Economic pricing

Five days or so ago, Rajendra Mahato, minister for industry, commerce and supplies, as well as head of the Nepal Oil Corporation (NOC), gave the assurance that the petroleum products would be more easily available within days. Serpentine queues in front of the petrol pumps, sometimes even at midnight, are still there. Probably, it might take some more days for the crunch to ease up sufficiently. But the question is, again, one of ‘How long?’ For the past couple of years, oil supply has been highly erratic, because NOC has been in the red. The excess of the cost of sales over the selling price, and the resulting inability to pay on time the bills for oil purchased from the Indian Oil Corporation (IOC) have led to disruptions in supply. For the past several months, there have been acute shortages of petroleum in the country, forcing the government to ration oil.

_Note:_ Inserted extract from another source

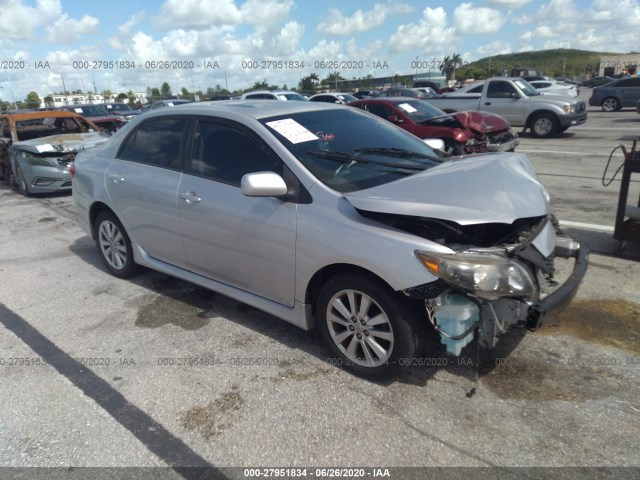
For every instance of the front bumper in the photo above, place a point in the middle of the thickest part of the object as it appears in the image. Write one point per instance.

While the supplies minister has been insisting on more funds for oil payment, the finance minister is reported to have been refusing lately to free up the needed funds for NOC. But it is the government’s duty to ensure supply, as the state-owned NOC is the sole distributor of petro-products for Nepal. The problem should have been sorted long ago, sparing the public the shortages, the long queues, and the black market prices. Instead, the government has been presenting unsightly spectacles of requesting the Indian side to continue the supply on credit. Why can the government not take economic decisions to resume normal supply and cut out the losses? Is it because of the forthcoming elections? There have also been ideas for dual pricing – one for the border areas to check smuggling and the other for the rest of the country; one for those who can pay more but want to get the supply easily, and the other for those who want oil at the existing subsidised prices. While such ideas merit attention, they might well be suitable for the short term. But the best way would be to try to reach nearer and nearer economic pricing.